An Englishman Abroad: Part 3

Misplaced Optimism

By Ian Fisher

Letter to The Admiral of France
Hertfordshire Archives and Local Studies
Part of the coast where the action took place. The cap de Noli and Cap Mele are shown as is the port of Loan (Now Loano)
The Citizens Atlas

It can only be hoped that Lord Cowper chose to insure his ships, as before the month was out things had started to go wrong.   

The following letter, which contains some nautical and technical terms, has been translated from the original French; many thanks to Sue Flood for arranging this, and to Eleanor for undertaking a very difficult job. 

Copy
Toulon
Le Royal Cowper   

to: Louis Jean Marie de Bourbon, Duke of Penthioure, Admiral of France

In view of the proceedings conducted by the Admiralty Officials at Toulon concerning the capture of the English corsaire, Le Royal Cowper, captained by Pascal Scarnichio, by the King’s frigate Le Montreal, commanded by S[eigneur] de Vialis; containing the declarations of the said S[eigneur] de Vialis dated the (22) April last, showing that  Le (or Les) Cinque of the said (person ?) cruising on the Cape (Cap) de Noli, at a distance of two leagues, came across, at daybreak, two vessels which were tacking towards land, with the wind to the north.  The witness gave chase for several hours, and identified one of them as a Dutch ship, and the other an English chebeck*  called le Royal Cowper, with 22 cannons: two 12-pounders; four 8-pounders; four 6-pounders, six 4 [pounders] in a battery, and two 2-pounders on the forecastle with many [illegible], all in iron, manned by 145 men. 

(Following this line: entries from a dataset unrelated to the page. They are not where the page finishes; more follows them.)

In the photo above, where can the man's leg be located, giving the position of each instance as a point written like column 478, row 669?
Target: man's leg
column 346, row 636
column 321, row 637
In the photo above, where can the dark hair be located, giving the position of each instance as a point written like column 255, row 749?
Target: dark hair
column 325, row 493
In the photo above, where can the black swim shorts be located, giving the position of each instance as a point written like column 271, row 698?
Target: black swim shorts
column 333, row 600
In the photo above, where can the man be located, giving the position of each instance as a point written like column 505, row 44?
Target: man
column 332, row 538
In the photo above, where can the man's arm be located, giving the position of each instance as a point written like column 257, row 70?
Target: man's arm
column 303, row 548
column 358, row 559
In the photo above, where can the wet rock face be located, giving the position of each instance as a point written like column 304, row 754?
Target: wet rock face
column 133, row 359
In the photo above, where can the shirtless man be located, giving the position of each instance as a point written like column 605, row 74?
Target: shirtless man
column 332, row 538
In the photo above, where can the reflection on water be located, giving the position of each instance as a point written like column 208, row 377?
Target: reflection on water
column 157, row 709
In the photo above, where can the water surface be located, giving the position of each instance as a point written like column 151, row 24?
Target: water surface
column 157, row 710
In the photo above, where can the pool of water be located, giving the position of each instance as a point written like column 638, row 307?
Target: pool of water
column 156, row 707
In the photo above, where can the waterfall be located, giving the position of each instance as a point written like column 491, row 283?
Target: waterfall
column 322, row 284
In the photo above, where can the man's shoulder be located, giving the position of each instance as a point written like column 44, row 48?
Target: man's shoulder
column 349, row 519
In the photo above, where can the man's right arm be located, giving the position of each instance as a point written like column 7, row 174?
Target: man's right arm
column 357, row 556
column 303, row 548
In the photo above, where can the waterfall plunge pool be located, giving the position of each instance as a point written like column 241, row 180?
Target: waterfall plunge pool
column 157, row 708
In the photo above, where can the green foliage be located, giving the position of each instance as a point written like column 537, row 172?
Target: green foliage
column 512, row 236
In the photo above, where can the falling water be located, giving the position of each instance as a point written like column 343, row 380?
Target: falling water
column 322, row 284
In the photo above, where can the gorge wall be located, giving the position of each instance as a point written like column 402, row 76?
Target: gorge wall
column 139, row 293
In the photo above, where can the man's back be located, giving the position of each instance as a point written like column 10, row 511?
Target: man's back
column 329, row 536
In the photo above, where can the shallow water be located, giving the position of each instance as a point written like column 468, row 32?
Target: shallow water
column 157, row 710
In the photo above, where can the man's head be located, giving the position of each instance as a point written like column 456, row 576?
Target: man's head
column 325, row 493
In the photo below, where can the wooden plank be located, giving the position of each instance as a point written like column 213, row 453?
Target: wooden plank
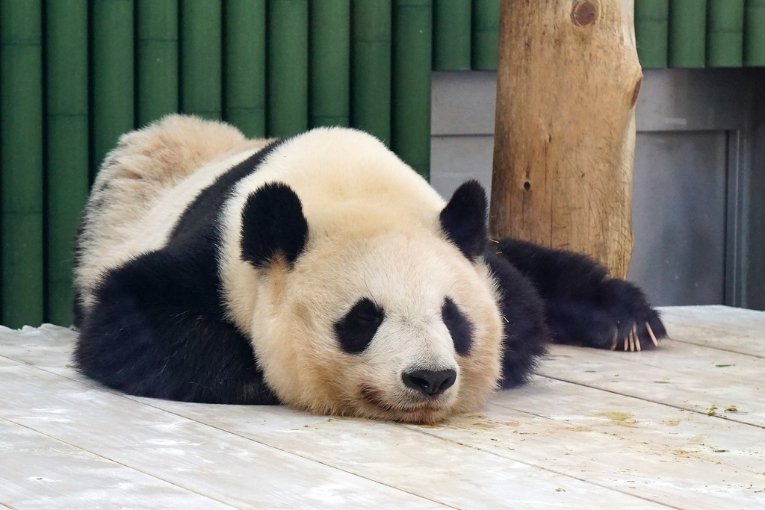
column 719, row 327
column 611, row 443
column 226, row 467
column 400, row 456
column 37, row 471
column 387, row 453
column 629, row 429
column 678, row 374
column 651, row 428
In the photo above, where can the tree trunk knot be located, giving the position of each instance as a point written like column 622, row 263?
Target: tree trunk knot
column 584, row 13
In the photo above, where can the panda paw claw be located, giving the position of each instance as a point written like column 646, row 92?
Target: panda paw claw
column 633, row 341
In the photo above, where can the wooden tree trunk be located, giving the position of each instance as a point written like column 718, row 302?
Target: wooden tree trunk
column 568, row 80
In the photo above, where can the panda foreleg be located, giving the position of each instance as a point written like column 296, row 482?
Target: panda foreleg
column 583, row 305
column 525, row 331
column 151, row 333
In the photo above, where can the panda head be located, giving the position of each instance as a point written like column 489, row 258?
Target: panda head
column 360, row 316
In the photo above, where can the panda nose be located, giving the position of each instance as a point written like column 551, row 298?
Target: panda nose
column 430, row 382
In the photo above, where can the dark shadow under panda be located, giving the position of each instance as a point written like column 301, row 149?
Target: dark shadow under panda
column 320, row 272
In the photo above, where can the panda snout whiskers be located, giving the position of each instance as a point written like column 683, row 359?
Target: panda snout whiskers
column 429, row 382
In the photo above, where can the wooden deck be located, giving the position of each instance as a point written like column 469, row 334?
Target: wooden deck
column 681, row 427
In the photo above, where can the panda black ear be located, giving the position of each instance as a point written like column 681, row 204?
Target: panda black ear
column 463, row 220
column 273, row 225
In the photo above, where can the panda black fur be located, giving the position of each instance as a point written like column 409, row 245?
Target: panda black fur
column 320, row 272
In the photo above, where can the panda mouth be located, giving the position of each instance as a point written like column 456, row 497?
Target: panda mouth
column 414, row 411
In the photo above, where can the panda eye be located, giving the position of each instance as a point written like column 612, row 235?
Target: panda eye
column 459, row 327
column 357, row 328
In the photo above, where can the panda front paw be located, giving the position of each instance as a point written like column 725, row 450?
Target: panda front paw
column 613, row 314
column 637, row 325
column 640, row 336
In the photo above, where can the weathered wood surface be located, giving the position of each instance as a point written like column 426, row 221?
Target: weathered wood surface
column 681, row 427
column 568, row 77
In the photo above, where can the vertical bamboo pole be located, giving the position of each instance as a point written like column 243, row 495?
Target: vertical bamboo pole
column 287, row 112
column 67, row 156
column 411, row 82
column 568, row 80
column 201, row 57
column 156, row 59
column 21, row 163
column 371, row 67
column 112, row 74
column 452, row 29
column 245, row 65
column 330, row 61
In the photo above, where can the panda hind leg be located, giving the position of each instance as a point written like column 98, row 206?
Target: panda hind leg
column 583, row 305
column 146, row 335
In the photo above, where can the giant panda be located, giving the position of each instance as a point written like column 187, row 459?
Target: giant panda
column 321, row 272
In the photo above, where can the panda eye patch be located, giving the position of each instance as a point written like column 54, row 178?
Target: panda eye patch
column 356, row 330
column 458, row 325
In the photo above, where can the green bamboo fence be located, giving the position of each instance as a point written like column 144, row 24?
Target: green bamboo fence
column 330, row 60
column 21, row 160
column 156, row 59
column 287, row 85
column 76, row 74
column 371, row 66
column 244, row 65
column 66, row 155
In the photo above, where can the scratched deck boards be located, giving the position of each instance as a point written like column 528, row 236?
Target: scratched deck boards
column 682, row 427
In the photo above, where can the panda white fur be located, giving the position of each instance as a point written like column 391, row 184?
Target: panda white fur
column 320, row 272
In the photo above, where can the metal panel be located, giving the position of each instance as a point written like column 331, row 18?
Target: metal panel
column 699, row 188
column 679, row 212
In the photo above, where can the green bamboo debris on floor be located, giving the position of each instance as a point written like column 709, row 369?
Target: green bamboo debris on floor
column 201, row 56
column 245, row 65
column 412, row 50
column 330, row 58
column 21, row 163
column 67, row 157
column 156, row 59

The said chebeck was continuing along the coast of the Cap de Mele looking to anchor at La Ville de Loan [or Soan] situated on the [?Genes] river and belonging to the King of Sardinia.  The corvette La Nayade, commanded by S[eigneur] de Tourel, which was on the west side, was cutting her off from the open sea.  At midday, being in range of the cannon, the chebeck raised English flags and the frigate raised theirs, La Ville de Loan had no flag.  The [Comparaissant] prepared to fire on the said chebeck, which, nearby some rounds, which were fired on it, lowered its flag, which from that moment was only raised again when the [Comparaissant] prepared to put his rowing boats to sea, which [called for a good long …………?]

The English corsair did everything possible to reach the town, which was about two leagues distant, and failed, when La Ville de Loan displayed a Savoy[ard] flag and the Governer sent an officer with a protest, to which the witness replied that he should not change his opinion concerning the legitimacy of his enterprise, set to sea again and sailed to the said port of Toulon.  

The said declarations being verified in the presence of the named Jacques Bertel and Joseph Desmos, the Seal was affixed to the Reporton the said enterprise.  The interrogations of Jean Roche, Guillaume Marchaise, Pierre Antoine Pretto, Francois Nausse and Francois Pons, all members of the crew of the said English chebeck, which show that when the frigate seized the said corsair, it was no more than a pistol’s range from land; an English coin found aboard the said corsair; and finally, an inventory of the contents of the said seized vessel.  All of this has been taken into consideration.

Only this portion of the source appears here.